Worried about mercilessness, “Smith said killer robots must ‘not be allowed to decide on their own to engage in combat and who to kill’” and that we “‘need more urgent action, and we need it in the form of a digital Geneva Convention, rules that will protect civilians and soldiers,’” the Telegraph relates.

“Speaking at the launch of his new book, Tools and Weapons, at the Microsoft store in London’s Oxford Circus, Smith said there was also a need for stricter international rules over the use of facial recognition technology and other emerging forms of artificial intelligence,” the paper continues.

Speaking of which, while “killer robots’” emergence is a given, a scarier prospect still is something that currently lies in science-fiction’s realm. Some scientists worry that — as portrayed in the film Terminator 2: Judgment Day with its “Skynet” — future artificially intelligent robots could develop self-awareness, consciousness, and rebel against humans.

For example, Subhash Kak, a professor of Electrical and Computer Engineering at Oklahoma University, told the Daily Star in 2017 that if “indeed machines become self-aware, they will be cunning and they will bide their time and choose the best moment to take over and enslave, if not kill, us.”

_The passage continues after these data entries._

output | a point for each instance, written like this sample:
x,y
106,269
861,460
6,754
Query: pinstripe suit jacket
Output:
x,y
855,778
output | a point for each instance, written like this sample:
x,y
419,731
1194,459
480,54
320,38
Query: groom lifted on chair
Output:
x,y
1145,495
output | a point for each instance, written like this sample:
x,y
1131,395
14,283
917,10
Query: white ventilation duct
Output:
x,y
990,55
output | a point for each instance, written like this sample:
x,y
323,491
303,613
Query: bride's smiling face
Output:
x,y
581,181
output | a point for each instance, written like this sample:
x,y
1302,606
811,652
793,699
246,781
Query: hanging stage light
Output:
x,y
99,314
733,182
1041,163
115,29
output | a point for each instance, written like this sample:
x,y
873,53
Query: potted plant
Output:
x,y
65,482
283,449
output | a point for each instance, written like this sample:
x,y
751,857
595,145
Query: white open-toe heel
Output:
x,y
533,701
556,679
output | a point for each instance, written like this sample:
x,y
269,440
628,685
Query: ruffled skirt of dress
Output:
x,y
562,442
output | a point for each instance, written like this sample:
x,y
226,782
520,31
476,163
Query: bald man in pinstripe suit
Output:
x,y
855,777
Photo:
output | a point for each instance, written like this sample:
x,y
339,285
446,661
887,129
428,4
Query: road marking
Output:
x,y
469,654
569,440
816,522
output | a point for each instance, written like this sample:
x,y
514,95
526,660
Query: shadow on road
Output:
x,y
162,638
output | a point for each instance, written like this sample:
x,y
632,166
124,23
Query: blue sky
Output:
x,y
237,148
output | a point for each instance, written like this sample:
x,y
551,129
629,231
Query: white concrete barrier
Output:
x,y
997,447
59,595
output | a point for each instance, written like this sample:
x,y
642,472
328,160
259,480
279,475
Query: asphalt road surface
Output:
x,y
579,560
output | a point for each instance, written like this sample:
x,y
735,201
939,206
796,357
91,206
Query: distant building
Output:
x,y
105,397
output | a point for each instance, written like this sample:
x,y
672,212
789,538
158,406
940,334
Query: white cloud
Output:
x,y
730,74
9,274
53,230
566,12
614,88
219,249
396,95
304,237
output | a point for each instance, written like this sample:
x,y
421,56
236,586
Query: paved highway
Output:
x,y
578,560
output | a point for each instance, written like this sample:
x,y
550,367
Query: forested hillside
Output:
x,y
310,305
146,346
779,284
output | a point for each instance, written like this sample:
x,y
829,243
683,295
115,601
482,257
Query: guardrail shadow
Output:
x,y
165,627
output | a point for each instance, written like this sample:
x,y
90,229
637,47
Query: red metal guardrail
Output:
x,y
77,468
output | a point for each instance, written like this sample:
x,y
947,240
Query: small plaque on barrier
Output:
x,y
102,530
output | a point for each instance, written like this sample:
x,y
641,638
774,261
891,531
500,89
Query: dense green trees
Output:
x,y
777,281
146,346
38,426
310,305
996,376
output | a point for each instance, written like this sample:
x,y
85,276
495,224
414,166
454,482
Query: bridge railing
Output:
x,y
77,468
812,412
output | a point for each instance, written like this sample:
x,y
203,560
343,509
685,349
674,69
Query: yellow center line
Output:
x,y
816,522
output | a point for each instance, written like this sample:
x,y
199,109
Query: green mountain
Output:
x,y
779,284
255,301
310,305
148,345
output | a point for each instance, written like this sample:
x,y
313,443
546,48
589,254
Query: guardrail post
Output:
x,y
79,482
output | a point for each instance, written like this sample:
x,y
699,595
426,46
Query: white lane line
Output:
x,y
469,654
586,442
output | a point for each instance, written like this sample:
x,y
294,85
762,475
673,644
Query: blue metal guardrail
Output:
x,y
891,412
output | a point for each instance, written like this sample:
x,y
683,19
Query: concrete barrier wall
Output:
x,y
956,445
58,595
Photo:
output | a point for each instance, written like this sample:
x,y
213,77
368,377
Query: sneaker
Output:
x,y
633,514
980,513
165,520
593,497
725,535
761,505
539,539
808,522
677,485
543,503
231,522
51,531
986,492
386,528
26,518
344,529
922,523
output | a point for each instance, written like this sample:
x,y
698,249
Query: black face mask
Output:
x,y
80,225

A more optimistic view, at least about the autonomous systems on the horizon, was presented by Georgia Institute of Technology roboticist Professor Ronald Arkin. While he said in 2012 that he’s “not a proponent of lethal autonomous systems,” their inevitability makes him a proponent of ensuring that their introduction is managed “in a controlled and guided manner.” In fact, he believes that robots could conceivably make better ethical battlefield decisions than soldiers, on average.

Yet another issue is a deeper problem that scientists, not generally given to thorough philosophical examination, don’t articulate: The now-common mechanistic view, especially in scientific circles, that we’re all just robots — organic ones comprising some pounds of chemicals and water. This idea is central to our moral decline. If it were true and there were no God, after all, there would be no right or wrong in a true sense, only the illusion of it that pseudo-intellectuals like calling “social constructs.” And if this is so, then nothing could be wrong with terminating an organic robot’s function.